As we have said, a tutorial on *how* to design a `controlTable` can be found [here](https://winvector.github.io/cdata/articles/design.html) and [here](https://win-vector.com/2019/04/16/controlling-data-layout-with-cdata/).
Some additional (older) tutorials on `cdata` data transforms can are given below:
* [The faceted plot example](https://win-vector.com/2018/10/21/faceted-graphs-with-cdata-and-ggplot2/)
* [Fluid data reshaping with cdata](https://winvector.github.io/FluidData/FluidDataReshapingWithCdata.html)
* [short free cdata screencast](https://youtu.be/4cYbP3kbc0k)
* ["Coordinatized data" theory](https://winvector.github.io/FluidData/RowsAndColumns.html)
* [The "fluid data" methodology](https://winvector.github.io/FluidData/FluidData.html)
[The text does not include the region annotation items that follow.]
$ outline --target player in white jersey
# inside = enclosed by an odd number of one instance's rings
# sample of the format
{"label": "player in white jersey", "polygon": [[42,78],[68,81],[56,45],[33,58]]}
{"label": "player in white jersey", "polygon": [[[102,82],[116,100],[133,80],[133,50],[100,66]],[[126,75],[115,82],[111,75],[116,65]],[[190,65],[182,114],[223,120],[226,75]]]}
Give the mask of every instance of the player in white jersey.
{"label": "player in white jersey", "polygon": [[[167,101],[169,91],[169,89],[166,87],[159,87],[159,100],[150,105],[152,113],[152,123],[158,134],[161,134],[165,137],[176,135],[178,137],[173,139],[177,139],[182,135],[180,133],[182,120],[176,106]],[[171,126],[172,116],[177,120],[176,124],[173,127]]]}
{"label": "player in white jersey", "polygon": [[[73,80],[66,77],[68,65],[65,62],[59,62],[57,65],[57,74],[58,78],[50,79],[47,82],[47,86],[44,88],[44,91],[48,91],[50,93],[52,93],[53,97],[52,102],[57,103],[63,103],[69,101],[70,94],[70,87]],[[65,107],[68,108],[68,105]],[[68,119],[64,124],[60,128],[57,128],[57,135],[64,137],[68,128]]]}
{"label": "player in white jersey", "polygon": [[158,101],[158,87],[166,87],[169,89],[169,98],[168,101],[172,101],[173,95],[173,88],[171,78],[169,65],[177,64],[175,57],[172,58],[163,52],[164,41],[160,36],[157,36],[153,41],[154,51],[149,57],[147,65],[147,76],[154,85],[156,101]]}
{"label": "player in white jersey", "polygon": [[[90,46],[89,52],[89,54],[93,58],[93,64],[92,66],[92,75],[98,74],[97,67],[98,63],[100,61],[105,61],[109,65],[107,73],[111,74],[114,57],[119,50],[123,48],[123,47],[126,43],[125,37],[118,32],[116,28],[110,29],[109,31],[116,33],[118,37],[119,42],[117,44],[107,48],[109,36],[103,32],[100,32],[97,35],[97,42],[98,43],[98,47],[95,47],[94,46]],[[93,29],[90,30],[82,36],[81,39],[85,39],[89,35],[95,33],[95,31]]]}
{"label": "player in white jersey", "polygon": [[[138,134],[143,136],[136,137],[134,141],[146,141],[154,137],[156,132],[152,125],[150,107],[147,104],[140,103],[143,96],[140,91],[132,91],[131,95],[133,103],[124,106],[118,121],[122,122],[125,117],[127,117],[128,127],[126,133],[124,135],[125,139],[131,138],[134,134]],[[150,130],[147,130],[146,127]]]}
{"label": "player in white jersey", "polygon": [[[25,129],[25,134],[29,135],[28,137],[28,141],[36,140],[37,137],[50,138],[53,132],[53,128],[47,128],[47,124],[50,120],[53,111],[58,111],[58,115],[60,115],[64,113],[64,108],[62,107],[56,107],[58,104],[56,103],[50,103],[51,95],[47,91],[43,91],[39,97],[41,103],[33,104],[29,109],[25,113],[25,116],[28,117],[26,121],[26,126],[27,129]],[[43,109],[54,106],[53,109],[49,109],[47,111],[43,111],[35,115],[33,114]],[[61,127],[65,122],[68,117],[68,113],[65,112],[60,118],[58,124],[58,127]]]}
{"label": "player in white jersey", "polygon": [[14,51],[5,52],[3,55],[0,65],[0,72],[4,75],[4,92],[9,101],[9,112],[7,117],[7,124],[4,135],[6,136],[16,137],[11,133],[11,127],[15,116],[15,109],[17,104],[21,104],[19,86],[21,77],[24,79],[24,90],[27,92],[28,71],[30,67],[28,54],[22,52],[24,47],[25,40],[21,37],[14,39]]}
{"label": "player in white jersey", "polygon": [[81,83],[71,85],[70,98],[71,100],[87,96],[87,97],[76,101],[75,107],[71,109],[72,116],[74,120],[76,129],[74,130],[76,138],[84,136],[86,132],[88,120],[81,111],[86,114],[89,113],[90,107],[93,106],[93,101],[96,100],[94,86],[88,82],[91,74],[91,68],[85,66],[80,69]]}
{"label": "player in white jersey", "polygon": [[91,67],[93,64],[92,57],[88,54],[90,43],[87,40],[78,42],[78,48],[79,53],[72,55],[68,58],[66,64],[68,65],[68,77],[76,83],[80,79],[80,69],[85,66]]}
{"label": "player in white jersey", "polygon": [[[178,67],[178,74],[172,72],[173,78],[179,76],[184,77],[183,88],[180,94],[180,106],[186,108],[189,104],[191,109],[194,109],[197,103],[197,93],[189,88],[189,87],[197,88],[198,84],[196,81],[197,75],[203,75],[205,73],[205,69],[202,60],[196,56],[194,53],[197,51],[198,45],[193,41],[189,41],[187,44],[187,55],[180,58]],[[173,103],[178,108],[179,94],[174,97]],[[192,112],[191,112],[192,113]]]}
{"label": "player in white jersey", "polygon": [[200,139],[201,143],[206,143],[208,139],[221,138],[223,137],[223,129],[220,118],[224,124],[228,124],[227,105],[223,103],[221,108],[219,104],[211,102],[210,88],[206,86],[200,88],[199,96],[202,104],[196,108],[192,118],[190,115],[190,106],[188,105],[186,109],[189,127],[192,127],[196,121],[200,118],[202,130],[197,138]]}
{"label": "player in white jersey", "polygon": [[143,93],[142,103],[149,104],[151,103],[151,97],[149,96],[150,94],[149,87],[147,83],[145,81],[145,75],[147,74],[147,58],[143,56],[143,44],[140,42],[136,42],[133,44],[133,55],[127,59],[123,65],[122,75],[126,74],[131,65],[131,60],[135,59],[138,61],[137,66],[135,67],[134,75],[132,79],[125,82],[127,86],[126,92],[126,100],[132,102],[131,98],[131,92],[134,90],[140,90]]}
* [another worked example](https://winvector.github.io/FluidData/DataWranglingAtScale.html).
# Appendix
The `cdata` operators can be related to Codd's relational operators as follows:
* `rowrecs_to_blocks()` is a variation of a relational-join of the data with the control table. This is why you get one row per pair of original data rows and control table rows.
* `blocks_to_rowrecs()` is essentially an aggregation or relational-projection (actually even a coalesce) over a widened table. This is why this operation decreases the number of rows.